Recommendations for research

The Guideline Development Group has made these recommendations for research.

1 Implementation of contingency management

Which methods of implementing contingency management (including delivering and stopping incentives) and which settings (including legally mandated, community-based and residential), compared with one another and with standard care, are associated with the longest periods of continued abstinence and reduced drug misuse, and with maintenance of abstinence and reduction of drug misuse at follow‑up?

Why this is important

Although the efficacy of contingency management for drug misuse has been extensively investigated, there is a lack of large-scale and well-conducted implementation studies. The implementation of contingency management programmes in the UK would be aided by research assessing specific components of the programme.

2 Testing within contingency management programmes

For people who misuse drugs and who are participating in contingency management, which method of testing, urinalysis, sweat analysis or oral fluid analysis, is most sensitive, specific, cost effective and acceptable to service users?

Why this is important

There is a lack of data comparing the sensitivity and specificity, cost effectiveness and acceptability to service users of these methods of testing. Identifying drug use during treatment is an important aspect of contingency management; identifying which testing methods are the most effective is important for health and social care services intending to implement contingency management programmes.

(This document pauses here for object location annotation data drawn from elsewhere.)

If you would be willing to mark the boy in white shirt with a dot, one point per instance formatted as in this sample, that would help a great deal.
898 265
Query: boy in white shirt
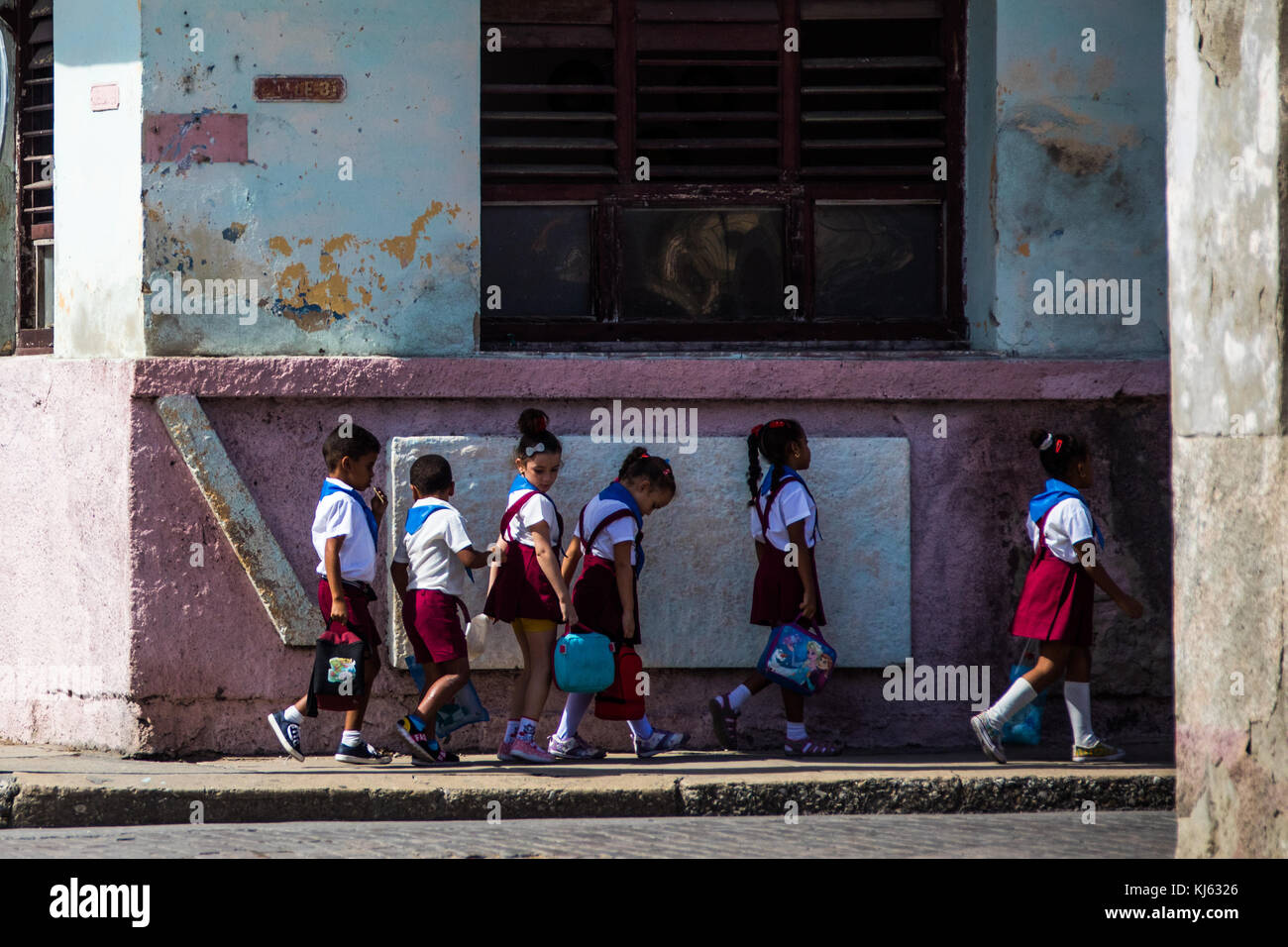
344 536
429 575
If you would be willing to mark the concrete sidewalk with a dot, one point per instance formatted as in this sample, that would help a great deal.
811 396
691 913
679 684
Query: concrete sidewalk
48 787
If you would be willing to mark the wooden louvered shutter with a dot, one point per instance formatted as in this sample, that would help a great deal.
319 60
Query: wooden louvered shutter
548 103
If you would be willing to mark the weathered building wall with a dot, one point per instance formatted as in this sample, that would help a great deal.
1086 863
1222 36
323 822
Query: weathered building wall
236 188
1227 77
211 664
1068 170
67 637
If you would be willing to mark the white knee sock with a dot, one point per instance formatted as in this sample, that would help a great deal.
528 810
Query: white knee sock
642 728
738 696
1018 696
575 709
1077 698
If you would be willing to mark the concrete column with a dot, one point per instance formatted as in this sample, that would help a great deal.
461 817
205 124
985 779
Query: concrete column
1227 187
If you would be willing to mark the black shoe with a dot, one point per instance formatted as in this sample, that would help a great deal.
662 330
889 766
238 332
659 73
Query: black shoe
287 735
362 753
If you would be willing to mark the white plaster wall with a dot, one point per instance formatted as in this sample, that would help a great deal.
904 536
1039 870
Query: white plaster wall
98 235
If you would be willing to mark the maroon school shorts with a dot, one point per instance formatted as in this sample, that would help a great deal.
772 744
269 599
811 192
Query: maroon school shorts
356 596
433 622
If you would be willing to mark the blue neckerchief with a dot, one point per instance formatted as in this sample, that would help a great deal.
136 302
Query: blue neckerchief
789 472
522 482
1057 491
616 491
327 488
416 517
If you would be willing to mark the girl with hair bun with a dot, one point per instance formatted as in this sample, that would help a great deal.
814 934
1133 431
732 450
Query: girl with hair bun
1055 605
784 514
527 590
606 596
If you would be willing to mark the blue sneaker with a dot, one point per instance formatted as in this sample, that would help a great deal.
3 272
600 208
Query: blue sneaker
424 748
661 741
990 736
362 754
287 735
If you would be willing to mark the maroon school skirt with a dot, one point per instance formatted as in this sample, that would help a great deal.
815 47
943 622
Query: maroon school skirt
599 603
1056 602
520 589
778 591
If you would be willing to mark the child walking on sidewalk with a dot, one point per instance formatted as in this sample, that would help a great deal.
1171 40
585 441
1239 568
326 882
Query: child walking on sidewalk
606 592
344 536
1055 605
527 590
429 575
782 513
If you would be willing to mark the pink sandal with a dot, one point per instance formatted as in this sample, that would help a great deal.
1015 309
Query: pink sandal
807 748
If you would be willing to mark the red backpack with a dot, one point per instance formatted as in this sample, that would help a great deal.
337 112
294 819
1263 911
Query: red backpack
619 701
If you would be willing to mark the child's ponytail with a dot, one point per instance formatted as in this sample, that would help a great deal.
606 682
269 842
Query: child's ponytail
640 464
754 463
1057 453
771 440
533 436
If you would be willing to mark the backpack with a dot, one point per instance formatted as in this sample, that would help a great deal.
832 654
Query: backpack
621 699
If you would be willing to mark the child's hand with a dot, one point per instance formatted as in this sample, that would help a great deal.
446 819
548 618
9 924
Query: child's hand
1131 607
809 605
339 608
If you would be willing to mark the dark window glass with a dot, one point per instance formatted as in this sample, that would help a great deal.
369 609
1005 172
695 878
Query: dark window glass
877 262
540 256
702 265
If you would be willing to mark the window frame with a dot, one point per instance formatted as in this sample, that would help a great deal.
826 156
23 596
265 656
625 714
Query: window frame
794 192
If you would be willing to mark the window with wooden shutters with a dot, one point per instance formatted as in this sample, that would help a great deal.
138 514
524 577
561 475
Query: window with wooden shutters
666 172
35 106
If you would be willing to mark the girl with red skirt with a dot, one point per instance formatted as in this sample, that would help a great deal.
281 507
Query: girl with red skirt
527 590
606 594
1055 605
782 513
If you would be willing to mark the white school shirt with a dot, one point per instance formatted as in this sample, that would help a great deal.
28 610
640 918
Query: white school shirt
791 505
430 552
619 531
537 509
1068 525
339 514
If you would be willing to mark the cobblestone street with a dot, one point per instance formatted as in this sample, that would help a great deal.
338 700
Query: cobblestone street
1115 835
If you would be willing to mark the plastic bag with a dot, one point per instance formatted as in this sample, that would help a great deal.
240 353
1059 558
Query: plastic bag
1025 727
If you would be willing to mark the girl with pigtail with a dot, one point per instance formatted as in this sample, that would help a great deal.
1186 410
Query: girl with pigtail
606 599
527 589
784 514
1055 605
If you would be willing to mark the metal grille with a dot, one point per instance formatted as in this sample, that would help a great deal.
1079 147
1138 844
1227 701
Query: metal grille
35 102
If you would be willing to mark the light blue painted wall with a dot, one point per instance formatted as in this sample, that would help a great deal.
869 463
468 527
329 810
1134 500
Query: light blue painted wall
1080 150
382 264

3 Psychosocial interventions within needle and syringe exchange programmes

For people who inject drugs, do needle and syringe exchange programmes with a greater psychosocial content reduce injection and sexual risk behaviours and rates of seroprevalence of blood-borne virus infection more than programmes with minimal psychosocial content? Examples of greater psychosocial content include distribution of syringes and needles by staff and/or provision of psychoeducation on reducing the risk of blood-borne viruses. Examples of minimal psychosocial content include machine dispensing of syringes and needles and provision of minimal or no information on reducing blood-borne virus risk.

Why this is important

There is extensive literature assessing whether needle and syringe exchange programmes reduce injection and sexual risk behaviours and HIV seroprevalence rates. However, there is very little research that seeks to distinguish the impact of the provision of sterile needles from that of the psychosocial interventions often offered within such programmes. Psychosocial contact and interventions require substantial resources; therefore, it is important to assess whether these additional elements are clinically and cost effective.

4 Residential treatment

Is residential treatment associated with higher rates of abstinence or reduction in drug misuse than community-based care?

Why this is important

There have been some studies comparing residential treatment with community-based treatment. However, these studies are often based on small sample sizes, lack methodological quality and have produced inconsistent results. Residential treatment requires significantly more resources than community-based treatment, so it is important to assess whether residential treatment is more effective.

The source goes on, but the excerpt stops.